The first thing that happens as you walk through the front doors of Ozark Healthcare’s sparkling new expansion is the feel of your gaze pulled upward. Taking in the soaring reception area awash in light, your gaze meets the hypnotic hanging sculpture undulating above you. The abstract representation of the mountains and rivers for which the area is known sways gently by its tethers, recreating magically the mountain breeze and gentle water.

But there’s something else that this impressive work of art brings to mind. Made up as it is of many smaller pieces, the mid-air mosaic also gives a subtle nod to the thousands of physicians, administrators, medical providers and staff who have worked, practiced and led the health system through the years.
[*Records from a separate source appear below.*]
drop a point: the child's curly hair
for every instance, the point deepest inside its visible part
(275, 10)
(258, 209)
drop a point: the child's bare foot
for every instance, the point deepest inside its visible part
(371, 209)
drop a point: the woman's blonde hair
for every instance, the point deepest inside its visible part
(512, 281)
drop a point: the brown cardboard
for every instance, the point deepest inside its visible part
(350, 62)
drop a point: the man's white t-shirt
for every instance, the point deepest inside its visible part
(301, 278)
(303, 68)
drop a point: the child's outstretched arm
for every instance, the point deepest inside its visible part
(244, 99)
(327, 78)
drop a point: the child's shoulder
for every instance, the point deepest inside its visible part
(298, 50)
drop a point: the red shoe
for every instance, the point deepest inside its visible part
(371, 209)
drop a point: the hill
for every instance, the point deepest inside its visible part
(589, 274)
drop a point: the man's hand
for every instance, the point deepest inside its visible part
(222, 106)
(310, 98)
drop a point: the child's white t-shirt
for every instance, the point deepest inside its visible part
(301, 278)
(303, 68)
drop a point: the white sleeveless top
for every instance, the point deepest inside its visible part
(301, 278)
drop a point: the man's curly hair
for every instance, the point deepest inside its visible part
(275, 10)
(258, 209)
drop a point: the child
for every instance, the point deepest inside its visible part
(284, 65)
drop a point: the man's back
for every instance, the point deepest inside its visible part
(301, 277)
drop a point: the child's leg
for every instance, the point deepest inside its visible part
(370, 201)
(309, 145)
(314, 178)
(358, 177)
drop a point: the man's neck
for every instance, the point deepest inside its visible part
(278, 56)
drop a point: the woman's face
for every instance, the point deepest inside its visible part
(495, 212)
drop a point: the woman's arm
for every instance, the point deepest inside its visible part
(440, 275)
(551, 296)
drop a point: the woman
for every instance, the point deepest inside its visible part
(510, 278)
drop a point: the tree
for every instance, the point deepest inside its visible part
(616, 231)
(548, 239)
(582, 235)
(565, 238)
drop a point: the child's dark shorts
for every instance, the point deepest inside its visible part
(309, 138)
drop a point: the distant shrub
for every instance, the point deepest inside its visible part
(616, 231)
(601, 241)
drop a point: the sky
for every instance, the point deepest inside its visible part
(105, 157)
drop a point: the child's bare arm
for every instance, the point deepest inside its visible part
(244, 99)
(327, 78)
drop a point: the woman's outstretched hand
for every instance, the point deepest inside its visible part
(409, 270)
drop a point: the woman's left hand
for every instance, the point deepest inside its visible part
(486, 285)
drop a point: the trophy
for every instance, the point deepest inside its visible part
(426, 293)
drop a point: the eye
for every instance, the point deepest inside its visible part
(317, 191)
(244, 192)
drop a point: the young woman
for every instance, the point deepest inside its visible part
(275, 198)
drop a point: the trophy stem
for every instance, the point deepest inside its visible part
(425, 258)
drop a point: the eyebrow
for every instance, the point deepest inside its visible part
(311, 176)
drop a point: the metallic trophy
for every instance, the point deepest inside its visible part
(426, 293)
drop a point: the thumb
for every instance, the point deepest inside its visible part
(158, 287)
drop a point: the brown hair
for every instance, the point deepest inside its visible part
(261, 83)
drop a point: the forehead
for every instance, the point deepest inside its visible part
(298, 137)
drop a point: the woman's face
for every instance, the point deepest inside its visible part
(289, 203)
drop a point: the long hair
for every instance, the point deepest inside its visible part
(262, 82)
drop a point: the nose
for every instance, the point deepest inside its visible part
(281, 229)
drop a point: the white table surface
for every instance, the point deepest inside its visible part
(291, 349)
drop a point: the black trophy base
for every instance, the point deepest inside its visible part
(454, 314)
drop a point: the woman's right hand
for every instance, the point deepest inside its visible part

Not to mention the generations of people who, looking to the hospital as a center point of civic pride, offered countless volunteer hours and millions in donations, dreaming of a time when a building such as the 100,000-square-foot expansion would become a reality.
“We wanted the atrium to reflect symbolically what we feel like our place is in the Ozarks,” said Josh Reeves, Ozark Healthcare’s Vice President of Development. “The sculpture in the lobby shows what we feel as the healthcare provider of South-Central Missouri. It was very important for us to be able to produce this building in service to the community. Every time people walk in here, we want them to know it’s a special place.”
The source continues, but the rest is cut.